Nuclei were isolated in Tween lysis buffer after 6 h of stimulation of cells with LTA. If not used immediately for transcription, nuclei were frozen in liquid nitrogen. 200 μl of nuclei suspension in 1× runoff buffer (25 mM Tris-HCl, pH 8, 12.5 mM MgCl2, 750 mM KCl, and 1.25 mM each of ATP, CTP, and GTP), 2 μl of RNase inihibitors (1 U/ml; New England Biolabs, Inc.), 200 mCi of a-[32P]UTP, and 3,000 Ci/mmol (PerkinElmer) were added to 220 liters of nuclei suspension and incubated at 30°C for 30 min. Elongated transcripts were then isolated with Trizol, denaturated at 65°C for 5 min, and hybridized at 42°C for 48 h to 5 μg of denatured DNA immobilized on nylon filters in a few milliliters of hybridization solution (200 mM NaHPO4, pH 7.2, 1 mM EDTA, pH 8, SDS 7%, deionized formamide 45%, 250 mg/ml Escherichia coli tRNA). Filters were then washed once or twice at 37°C for 20–30 min in 40 mM NaHPO4-SDS 1% and exposed for autoradiography.
RNase protection assay.
Total cellular RNA from individual samples was isolated with Trizol and hybridized for 16 h with custom-designed probes (BD Biosciences) according to the manufacturer's instructions. Nonhybridized RNA was digested with RNase, and remaining hybrids were run on a 5% PAAG gel together with probe. The gel was dried and exposed for 30 min to x-ray film.

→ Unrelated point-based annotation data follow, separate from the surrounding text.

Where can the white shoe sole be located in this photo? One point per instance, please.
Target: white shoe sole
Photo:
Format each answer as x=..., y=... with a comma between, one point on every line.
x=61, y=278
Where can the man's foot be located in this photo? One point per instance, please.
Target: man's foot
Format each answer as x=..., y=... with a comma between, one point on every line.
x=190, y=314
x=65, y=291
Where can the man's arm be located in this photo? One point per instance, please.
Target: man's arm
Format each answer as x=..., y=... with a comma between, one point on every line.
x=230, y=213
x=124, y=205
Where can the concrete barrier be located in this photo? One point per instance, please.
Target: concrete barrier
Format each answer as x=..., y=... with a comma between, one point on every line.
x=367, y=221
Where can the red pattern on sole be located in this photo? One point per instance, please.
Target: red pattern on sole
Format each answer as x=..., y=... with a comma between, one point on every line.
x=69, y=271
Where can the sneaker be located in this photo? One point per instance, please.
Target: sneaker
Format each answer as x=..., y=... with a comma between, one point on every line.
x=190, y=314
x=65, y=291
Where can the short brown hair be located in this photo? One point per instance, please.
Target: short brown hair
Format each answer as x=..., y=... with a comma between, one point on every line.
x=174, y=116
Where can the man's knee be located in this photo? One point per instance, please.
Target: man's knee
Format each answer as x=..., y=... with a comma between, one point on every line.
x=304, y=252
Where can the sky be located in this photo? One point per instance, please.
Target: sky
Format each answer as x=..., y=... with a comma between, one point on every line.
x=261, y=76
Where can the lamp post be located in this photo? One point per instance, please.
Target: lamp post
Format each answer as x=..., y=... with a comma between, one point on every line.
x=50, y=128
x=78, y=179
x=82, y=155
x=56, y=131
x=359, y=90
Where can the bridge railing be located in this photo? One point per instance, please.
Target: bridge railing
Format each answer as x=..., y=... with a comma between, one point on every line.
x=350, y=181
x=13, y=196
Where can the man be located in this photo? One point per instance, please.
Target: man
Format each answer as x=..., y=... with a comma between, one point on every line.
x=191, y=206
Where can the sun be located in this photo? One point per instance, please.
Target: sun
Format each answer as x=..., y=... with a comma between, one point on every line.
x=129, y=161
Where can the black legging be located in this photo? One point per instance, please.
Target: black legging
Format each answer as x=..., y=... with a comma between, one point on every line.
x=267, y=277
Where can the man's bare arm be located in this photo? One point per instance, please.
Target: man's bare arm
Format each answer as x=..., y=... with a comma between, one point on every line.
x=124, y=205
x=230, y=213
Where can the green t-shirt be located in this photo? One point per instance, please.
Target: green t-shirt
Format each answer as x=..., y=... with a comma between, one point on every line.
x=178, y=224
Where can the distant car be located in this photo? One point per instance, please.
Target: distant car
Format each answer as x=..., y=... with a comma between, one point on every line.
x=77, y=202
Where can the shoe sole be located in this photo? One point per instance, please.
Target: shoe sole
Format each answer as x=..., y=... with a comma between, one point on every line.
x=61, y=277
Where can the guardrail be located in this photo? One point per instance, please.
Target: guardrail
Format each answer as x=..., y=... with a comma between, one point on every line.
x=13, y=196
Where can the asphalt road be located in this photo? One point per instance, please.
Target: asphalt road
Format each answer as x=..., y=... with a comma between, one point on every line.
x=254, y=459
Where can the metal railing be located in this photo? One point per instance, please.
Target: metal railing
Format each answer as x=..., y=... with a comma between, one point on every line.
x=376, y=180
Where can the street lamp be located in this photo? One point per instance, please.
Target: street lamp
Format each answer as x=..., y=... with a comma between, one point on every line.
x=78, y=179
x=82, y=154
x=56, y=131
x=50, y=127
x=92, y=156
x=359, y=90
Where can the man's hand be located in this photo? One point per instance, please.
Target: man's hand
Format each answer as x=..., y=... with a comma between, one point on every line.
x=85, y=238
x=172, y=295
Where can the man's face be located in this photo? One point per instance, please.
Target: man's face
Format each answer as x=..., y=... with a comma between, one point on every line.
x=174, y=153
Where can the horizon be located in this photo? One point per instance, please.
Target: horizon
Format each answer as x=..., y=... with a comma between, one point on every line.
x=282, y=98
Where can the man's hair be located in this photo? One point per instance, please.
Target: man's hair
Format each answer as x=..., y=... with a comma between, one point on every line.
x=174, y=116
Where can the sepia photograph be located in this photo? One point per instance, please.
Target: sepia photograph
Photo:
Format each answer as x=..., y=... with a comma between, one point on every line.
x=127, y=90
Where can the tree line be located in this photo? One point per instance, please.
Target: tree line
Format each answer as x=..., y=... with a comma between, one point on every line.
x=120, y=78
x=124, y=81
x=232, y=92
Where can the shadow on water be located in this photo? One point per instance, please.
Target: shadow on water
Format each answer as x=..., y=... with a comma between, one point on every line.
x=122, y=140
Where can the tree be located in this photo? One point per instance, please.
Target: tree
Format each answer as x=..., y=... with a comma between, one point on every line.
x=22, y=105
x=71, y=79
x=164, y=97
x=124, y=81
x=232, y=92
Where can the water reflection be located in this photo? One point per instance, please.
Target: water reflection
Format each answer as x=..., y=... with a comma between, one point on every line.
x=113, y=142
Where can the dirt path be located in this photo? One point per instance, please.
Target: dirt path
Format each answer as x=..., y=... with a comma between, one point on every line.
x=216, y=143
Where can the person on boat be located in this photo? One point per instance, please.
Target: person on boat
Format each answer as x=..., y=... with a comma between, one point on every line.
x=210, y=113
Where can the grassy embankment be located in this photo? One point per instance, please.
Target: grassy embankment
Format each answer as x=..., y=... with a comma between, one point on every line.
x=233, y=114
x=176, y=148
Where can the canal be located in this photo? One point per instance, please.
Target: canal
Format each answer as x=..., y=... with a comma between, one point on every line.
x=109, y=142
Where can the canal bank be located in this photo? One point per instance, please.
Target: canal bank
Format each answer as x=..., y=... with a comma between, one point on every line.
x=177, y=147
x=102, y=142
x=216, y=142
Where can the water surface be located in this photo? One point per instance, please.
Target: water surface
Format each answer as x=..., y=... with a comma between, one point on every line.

Online supplemental material.
Fig. S1 shows an extended panel of cytokine differences in C57BL/6J and MOLF/Ei. Fig. S2 depicts the microarray data discussed. Fig. S3 shows constitutive expression of IRAK1BP1 mRNA in RAW264.7 cells. Fig. S4 shows no effect of IRAK1BP1 on TNF-α production at early time points after LTA stimulation. Table S1 shows genome-wide results from the microarray experiment.
We thank Dr. P. Brodeur and Dr. B. Huber for comments on the manuscript, and Dr. D. Thorley-Lawson for help with PBMCs. We thank Dr. H. Wortis for continuous support.
This work was supported by grant AI56234 from the National Institutes of Health (to A. Poltorak) and start-up funds from Tufts University (to A. Poltorak).
The authors have no conflicting financial interests.